Fort Myers, FL – United States Attorney Maria Chapa Lopez announces today that Eye Centers of Florida has agreed to pay the United States $525,000 to resolve allegations that it violated the False Claims Act by knowingly falsifying medical records in order to bill for cataract surgeries on patients that would not have otherwise qualified for the surgery.
Founded in 1971, Eye Centers of Florida is an ophthalmology practice owned by David C. Brown, M.D. Eye Centers of Florida currently has 11 office locations throughout southwest Florida, with the main clinic located in Fort Myers.
The term “visual acuity” refers to the sharpness or clarity of vision. An individual’s visual acuity is generally measured using vision-testing charts to determine the person’s ability to distinguish letters or other images of various sizes at a fixed distance. “Normal” vision is 20/20. Generally, Medicare will consider a cataract surgery medically necessary and reasonable if, among other things, a patient has a visual acuity worse than 20/40 with impairment of ability to carry out needed or desired activities.
According to the settlement agreement it was the United States contention that, from January 1, 2012, through March 1, 2014, employees of Eye Centers of Florida knowingly falsified the medical records of certain Medicare Advantica patients that were referred to Dr. Brown for a cataract surgery evaluation in order to make it appear that the patients had a worse visual acuity score than they had actually received. The United States contended that as a result of these practices, Eye Centers of Florida was able to bill for cataract surgeries for patients that would not have otherwise qualified under Medicare guidelines.

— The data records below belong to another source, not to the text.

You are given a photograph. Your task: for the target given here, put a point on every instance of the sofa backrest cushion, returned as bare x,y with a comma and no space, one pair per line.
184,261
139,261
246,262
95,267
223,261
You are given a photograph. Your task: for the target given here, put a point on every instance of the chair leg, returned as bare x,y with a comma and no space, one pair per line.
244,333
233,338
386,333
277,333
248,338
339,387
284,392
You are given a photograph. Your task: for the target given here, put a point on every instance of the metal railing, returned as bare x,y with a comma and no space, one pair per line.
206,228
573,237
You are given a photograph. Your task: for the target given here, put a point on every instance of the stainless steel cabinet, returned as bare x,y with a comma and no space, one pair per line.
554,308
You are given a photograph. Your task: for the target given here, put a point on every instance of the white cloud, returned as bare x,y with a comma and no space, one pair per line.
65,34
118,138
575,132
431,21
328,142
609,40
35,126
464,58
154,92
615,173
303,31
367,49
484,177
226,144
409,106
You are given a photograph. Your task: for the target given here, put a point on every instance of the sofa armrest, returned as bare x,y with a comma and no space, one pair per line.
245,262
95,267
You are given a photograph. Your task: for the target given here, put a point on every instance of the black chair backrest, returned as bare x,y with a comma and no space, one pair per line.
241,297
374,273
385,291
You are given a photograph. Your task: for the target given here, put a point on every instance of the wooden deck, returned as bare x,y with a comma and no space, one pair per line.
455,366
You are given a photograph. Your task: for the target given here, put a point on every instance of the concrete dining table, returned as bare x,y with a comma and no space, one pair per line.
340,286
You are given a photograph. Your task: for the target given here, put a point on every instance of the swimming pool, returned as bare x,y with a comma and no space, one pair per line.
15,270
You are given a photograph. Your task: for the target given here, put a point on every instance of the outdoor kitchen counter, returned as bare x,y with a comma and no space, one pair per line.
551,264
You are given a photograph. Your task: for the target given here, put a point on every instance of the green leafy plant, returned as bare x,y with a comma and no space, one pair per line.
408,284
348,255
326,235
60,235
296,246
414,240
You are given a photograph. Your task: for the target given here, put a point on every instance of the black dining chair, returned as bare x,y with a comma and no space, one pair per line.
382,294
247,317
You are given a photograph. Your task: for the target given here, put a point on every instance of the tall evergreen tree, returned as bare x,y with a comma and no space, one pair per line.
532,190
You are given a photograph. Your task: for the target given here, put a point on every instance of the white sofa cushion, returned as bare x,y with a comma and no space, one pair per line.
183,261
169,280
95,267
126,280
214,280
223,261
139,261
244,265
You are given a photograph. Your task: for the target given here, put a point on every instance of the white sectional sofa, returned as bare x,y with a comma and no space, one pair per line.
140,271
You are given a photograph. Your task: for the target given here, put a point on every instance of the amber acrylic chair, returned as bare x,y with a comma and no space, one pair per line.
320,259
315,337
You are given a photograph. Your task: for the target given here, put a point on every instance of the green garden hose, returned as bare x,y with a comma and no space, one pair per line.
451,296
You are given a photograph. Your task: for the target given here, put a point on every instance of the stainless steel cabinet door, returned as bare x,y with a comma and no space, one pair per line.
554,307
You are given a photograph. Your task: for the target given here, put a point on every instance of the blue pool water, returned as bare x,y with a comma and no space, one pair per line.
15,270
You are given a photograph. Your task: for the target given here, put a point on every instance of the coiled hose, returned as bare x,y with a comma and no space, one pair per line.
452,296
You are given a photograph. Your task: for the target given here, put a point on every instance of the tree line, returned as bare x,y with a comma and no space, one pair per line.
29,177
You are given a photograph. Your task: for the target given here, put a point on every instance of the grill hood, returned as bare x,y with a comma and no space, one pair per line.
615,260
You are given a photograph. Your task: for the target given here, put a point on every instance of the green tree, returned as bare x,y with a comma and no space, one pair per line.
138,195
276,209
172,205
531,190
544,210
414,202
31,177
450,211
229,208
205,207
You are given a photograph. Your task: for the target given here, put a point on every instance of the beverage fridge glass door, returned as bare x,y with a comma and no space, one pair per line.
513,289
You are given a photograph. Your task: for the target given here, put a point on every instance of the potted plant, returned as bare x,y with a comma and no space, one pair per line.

“Altering records in order to justify billing for unnecessary invasive medical procedures is a violation of the trust we place in our health care providers and potentially places lives at risk,” said U.S. Attorney Chapa Lopez. “Our Civil Division works tirelessly in the pursuit of providers who fraudulently bill Medicare, or any other federal health care program, for services that are medically unnecessary.”
“Altering results of examination scores to conduct invasive ocular procedures, as alleged, threatens the health of those patients, the public’s faith in the medical profession, and the financial integrity of Medicare and Medicaid,” said Shimon R. Richmond, Special Agent in Charge, U.S. Department of Health and Human Services, Office of Inspector General. “We will continue to safeguard these taxpayer-funded programs and the beneficiaries who rely on them.”
The settlement concludes a lawsuit originally filed in the United States District Court for the Middle District of Florida by two former employees of Eye Centers of Florida, Patti Nilsson and Joann Smith. Nilsson and Smith sued under the qui tam, or whistleblower, provisions of the False Claims Act permitting a private citizen to sue on behalf of the United States for false claims and to share in the recovery. The Act also allows the United States to intervene and prosecute the action. Nilsson and Smith will receive $115,500 of the proceeds from the settlement with Eye Centers of Florida.
This settlement resulted from an investigation coordinated by Assistant U.S. Attorneys Kyle S. Cohen and David Sullivan, with assistance from the U.S. Department of Health and Human Services Office of Inspector General and the FBI.
The government’s action in this matter illustrates the emphasis on combating health care fraud, and one of the most powerful tools in this effort is the False Claims Act. Tips from all sources about potential fraud, waste, abuse, and mismanagement can be reported to the Department of Health and Human Services, at 800-HHS-TIPS (800-447-8477).
The case is captioned U.S. ex. rel. Nilsson and Smith v. Eye Centers of Florida, Docket Number 2:13-cv-842-FtM-38CM. The settlement resolves the United States’ claims in that case. The claims resolved by the settlement are allegations only, and there has been no determination of liability.